Interestingly when I ran net.wlan0 stop, it killed the connection to the router and even running net.wlan0 start failed to get it running again. I had to save this post to text, reboot but thankfully the Session Manager extension had saved the work.

I also notice that the wicd-client doesn't start when net.wlan0 is inactive. I have to start it manually and it shows I am connected to a network.Last edited by milomak on Sun May 03, 2009 1:43 pm; edited 2 times in total

----------

## milomak

Just thought:

Last night I did a 96 package update. 9 files needed dispatch-conf. I tried to be very vigilant re what I allowed. But I wonder if something there has had an impact.

----------

## milomak

The solution was rather a simple one. The problem was caused because wicd was starting as a daemon and seems to have been blocking net.wlan0. which is strange because I have been using wicd daemon for as long as i can remember and it previously didn't cause net.wlan0 to be inactive.

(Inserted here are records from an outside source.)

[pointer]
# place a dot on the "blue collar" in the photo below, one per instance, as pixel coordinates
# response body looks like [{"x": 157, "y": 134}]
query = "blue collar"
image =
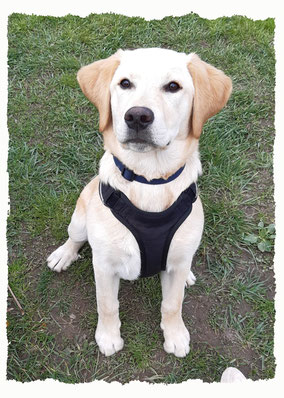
[{"x": 129, "y": 175}]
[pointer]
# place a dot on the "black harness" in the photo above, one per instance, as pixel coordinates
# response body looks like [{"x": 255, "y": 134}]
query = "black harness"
[{"x": 153, "y": 231}]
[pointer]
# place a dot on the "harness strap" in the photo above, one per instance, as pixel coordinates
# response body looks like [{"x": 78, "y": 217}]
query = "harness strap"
[
  {"x": 153, "y": 231},
  {"x": 129, "y": 175}
]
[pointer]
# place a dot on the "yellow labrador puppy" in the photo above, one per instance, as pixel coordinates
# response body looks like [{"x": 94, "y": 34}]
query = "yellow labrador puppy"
[{"x": 141, "y": 214}]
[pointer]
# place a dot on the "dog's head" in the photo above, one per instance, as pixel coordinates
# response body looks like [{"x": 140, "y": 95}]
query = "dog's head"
[{"x": 153, "y": 96}]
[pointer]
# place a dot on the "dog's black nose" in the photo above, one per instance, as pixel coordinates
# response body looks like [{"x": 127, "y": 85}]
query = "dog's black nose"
[{"x": 138, "y": 117}]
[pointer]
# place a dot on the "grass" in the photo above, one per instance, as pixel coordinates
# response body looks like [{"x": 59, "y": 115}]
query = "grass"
[{"x": 54, "y": 151}]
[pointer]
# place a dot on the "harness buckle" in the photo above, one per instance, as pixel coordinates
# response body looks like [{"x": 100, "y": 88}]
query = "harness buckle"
[{"x": 129, "y": 175}]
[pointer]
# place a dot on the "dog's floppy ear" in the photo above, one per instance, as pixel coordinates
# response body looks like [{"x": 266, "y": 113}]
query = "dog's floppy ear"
[
  {"x": 212, "y": 91},
  {"x": 94, "y": 80}
]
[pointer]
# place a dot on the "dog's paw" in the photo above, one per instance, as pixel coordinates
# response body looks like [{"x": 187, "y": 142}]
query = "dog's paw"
[
  {"x": 61, "y": 258},
  {"x": 177, "y": 340},
  {"x": 109, "y": 343},
  {"x": 191, "y": 279}
]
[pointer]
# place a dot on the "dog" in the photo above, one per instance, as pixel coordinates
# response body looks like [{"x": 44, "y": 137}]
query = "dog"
[{"x": 152, "y": 106}]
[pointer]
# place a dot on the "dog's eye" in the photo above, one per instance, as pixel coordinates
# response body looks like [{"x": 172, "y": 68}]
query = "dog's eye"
[
  {"x": 125, "y": 83},
  {"x": 172, "y": 87}
]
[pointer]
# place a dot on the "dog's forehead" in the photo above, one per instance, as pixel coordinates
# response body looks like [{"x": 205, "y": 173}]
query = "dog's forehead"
[{"x": 152, "y": 61}]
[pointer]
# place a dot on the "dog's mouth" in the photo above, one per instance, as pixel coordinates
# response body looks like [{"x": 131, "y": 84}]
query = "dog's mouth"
[{"x": 139, "y": 145}]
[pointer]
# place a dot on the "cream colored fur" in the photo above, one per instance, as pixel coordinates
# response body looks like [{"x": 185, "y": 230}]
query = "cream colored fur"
[{"x": 175, "y": 131}]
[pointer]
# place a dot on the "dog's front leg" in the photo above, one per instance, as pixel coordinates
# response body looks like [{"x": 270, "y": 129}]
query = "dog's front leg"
[
  {"x": 108, "y": 329},
  {"x": 175, "y": 333}
]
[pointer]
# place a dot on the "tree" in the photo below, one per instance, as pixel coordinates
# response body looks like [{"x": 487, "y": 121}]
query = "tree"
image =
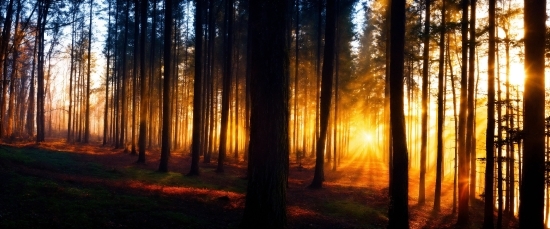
[
  {"x": 166, "y": 114},
  {"x": 144, "y": 96},
  {"x": 197, "y": 95},
  {"x": 326, "y": 94},
  {"x": 398, "y": 212},
  {"x": 488, "y": 214},
  {"x": 265, "y": 205},
  {"x": 424, "y": 137},
  {"x": 463, "y": 162},
  {"x": 3, "y": 56},
  {"x": 88, "y": 78},
  {"x": 440, "y": 113},
  {"x": 228, "y": 22},
  {"x": 43, "y": 9},
  {"x": 531, "y": 206}
]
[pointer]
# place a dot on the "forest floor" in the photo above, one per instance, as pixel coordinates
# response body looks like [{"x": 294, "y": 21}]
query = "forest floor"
[{"x": 59, "y": 185}]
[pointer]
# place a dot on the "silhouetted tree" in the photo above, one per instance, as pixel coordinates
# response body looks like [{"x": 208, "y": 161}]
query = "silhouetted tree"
[
  {"x": 269, "y": 143},
  {"x": 398, "y": 212},
  {"x": 531, "y": 206},
  {"x": 166, "y": 114},
  {"x": 425, "y": 79},
  {"x": 326, "y": 94},
  {"x": 488, "y": 213},
  {"x": 197, "y": 94}
]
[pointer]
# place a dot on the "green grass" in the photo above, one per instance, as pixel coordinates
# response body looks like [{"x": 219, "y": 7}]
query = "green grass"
[
  {"x": 351, "y": 209},
  {"x": 31, "y": 202},
  {"x": 226, "y": 182},
  {"x": 53, "y": 161},
  {"x": 28, "y": 201}
]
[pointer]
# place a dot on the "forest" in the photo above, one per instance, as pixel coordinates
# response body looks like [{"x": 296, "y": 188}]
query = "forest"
[{"x": 404, "y": 114}]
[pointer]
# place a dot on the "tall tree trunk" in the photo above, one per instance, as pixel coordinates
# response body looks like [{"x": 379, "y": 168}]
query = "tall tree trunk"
[
  {"x": 470, "y": 125},
  {"x": 424, "y": 134},
  {"x": 440, "y": 112},
  {"x": 488, "y": 214},
  {"x": 326, "y": 94},
  {"x": 463, "y": 162},
  {"x": 124, "y": 73},
  {"x": 108, "y": 70},
  {"x": 197, "y": 100},
  {"x": 31, "y": 105},
  {"x": 44, "y": 6},
  {"x": 15, "y": 67},
  {"x": 144, "y": 96},
  {"x": 531, "y": 207},
  {"x": 398, "y": 212},
  {"x": 135, "y": 65},
  {"x": 228, "y": 50},
  {"x": 265, "y": 205},
  {"x": 6, "y": 31},
  {"x": 88, "y": 79},
  {"x": 166, "y": 114}
]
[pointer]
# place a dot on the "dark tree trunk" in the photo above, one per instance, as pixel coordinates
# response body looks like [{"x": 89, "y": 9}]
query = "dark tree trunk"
[
  {"x": 6, "y": 31},
  {"x": 398, "y": 212},
  {"x": 463, "y": 162},
  {"x": 17, "y": 39},
  {"x": 166, "y": 114},
  {"x": 123, "y": 88},
  {"x": 531, "y": 207},
  {"x": 44, "y": 6},
  {"x": 326, "y": 94},
  {"x": 228, "y": 50},
  {"x": 88, "y": 78},
  {"x": 31, "y": 105},
  {"x": 424, "y": 135},
  {"x": 269, "y": 143},
  {"x": 108, "y": 70},
  {"x": 470, "y": 125},
  {"x": 197, "y": 99},
  {"x": 488, "y": 213},
  {"x": 144, "y": 96},
  {"x": 440, "y": 112}
]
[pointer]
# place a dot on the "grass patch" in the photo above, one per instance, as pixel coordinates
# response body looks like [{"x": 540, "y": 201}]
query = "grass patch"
[
  {"x": 31, "y": 202},
  {"x": 226, "y": 182},
  {"x": 68, "y": 163},
  {"x": 349, "y": 208}
]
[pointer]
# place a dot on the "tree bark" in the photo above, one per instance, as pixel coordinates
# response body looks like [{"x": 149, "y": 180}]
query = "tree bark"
[
  {"x": 463, "y": 162},
  {"x": 424, "y": 135},
  {"x": 440, "y": 112},
  {"x": 532, "y": 187},
  {"x": 197, "y": 99},
  {"x": 398, "y": 212},
  {"x": 166, "y": 114},
  {"x": 265, "y": 205},
  {"x": 228, "y": 50},
  {"x": 144, "y": 95},
  {"x": 326, "y": 94}
]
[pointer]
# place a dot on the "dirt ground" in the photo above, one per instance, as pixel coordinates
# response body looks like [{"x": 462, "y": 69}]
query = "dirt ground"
[{"x": 358, "y": 185}]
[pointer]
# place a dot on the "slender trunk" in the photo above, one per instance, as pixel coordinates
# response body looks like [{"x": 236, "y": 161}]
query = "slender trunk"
[
  {"x": 166, "y": 115},
  {"x": 470, "y": 125},
  {"x": 197, "y": 100},
  {"x": 463, "y": 162},
  {"x": 144, "y": 96},
  {"x": 424, "y": 134},
  {"x": 398, "y": 212},
  {"x": 440, "y": 113},
  {"x": 326, "y": 94},
  {"x": 88, "y": 79},
  {"x": 531, "y": 208}
]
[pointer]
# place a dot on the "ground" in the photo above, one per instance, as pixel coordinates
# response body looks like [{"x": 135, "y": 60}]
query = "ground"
[{"x": 59, "y": 185}]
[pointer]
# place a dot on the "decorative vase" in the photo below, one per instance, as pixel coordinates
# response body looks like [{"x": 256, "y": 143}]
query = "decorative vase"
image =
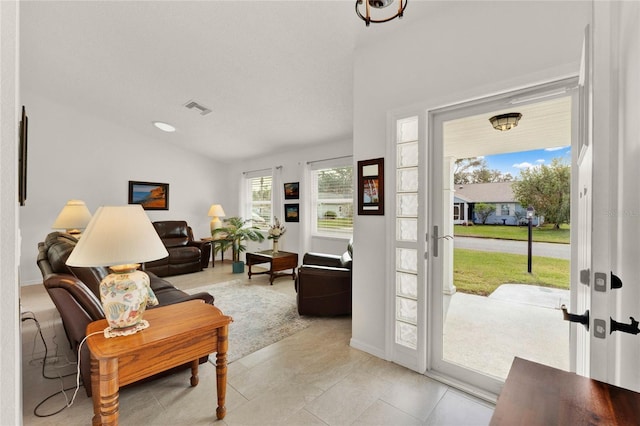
[{"x": 125, "y": 294}]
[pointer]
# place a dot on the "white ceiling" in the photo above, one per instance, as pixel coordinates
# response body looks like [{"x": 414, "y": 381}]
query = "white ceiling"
[{"x": 276, "y": 74}]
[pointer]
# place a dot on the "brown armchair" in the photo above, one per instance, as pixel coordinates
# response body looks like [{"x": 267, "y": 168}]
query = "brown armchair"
[
  {"x": 75, "y": 293},
  {"x": 185, "y": 254},
  {"x": 323, "y": 284}
]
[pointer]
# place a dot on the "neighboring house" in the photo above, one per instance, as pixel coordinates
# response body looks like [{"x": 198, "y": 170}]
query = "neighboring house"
[{"x": 499, "y": 194}]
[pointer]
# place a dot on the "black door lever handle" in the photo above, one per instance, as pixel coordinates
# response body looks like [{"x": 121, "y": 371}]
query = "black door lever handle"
[{"x": 582, "y": 319}]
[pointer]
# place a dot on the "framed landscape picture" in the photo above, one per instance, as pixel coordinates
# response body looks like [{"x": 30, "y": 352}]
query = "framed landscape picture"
[
  {"x": 292, "y": 212},
  {"x": 371, "y": 187},
  {"x": 151, "y": 195},
  {"x": 292, "y": 191}
]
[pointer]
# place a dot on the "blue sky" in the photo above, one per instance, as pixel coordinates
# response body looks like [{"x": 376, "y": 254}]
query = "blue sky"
[{"x": 515, "y": 161}]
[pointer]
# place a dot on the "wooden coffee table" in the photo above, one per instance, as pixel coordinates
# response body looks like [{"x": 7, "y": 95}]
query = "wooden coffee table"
[
  {"x": 279, "y": 261},
  {"x": 177, "y": 334}
]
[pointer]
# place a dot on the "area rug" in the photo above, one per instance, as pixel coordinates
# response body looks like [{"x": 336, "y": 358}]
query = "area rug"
[{"x": 261, "y": 315}]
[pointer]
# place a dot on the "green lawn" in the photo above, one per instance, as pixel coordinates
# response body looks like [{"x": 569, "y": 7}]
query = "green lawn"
[
  {"x": 545, "y": 233},
  {"x": 481, "y": 272}
]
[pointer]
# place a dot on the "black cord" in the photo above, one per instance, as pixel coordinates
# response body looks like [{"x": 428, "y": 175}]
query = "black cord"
[{"x": 44, "y": 362}]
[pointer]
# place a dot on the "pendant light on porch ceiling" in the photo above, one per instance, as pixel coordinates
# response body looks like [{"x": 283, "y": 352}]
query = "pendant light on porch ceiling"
[
  {"x": 379, "y": 4},
  {"x": 504, "y": 122}
]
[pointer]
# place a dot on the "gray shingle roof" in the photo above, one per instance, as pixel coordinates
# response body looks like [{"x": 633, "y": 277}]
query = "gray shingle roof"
[{"x": 498, "y": 192}]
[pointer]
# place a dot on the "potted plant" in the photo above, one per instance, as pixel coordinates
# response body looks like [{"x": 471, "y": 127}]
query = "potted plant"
[{"x": 237, "y": 230}]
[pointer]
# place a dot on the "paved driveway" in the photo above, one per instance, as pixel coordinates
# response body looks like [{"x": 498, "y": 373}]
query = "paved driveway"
[{"x": 560, "y": 251}]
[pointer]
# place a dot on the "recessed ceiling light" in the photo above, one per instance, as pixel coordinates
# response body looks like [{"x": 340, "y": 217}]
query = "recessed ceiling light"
[{"x": 164, "y": 126}]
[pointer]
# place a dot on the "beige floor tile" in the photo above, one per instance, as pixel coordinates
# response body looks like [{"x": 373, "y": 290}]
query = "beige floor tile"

Any way i just disabled net.wlan0 as both it and wicd daemon were providing the same service.

----------

## kib-

 *milomak wrote:*   

> 
> 
> I also notice that the wicd-client doesn't start when net.wlan0 is inactive. I have to start it manually and it shows I am connected to a network.

 

Probably cause rc_depend_strict="YES" is still commented out in /etc/rc.conf.  Try rc_depend_strict="NO".  I am still having the warning message about wlan0 being inactive.  I hear it is because openrc tries to go to the next step before wlan0 actually associates with anything.  I really dont think it should be a warning, but rather the message be changed to say "net.wlan0 has not yet been associated with any ap!"

----------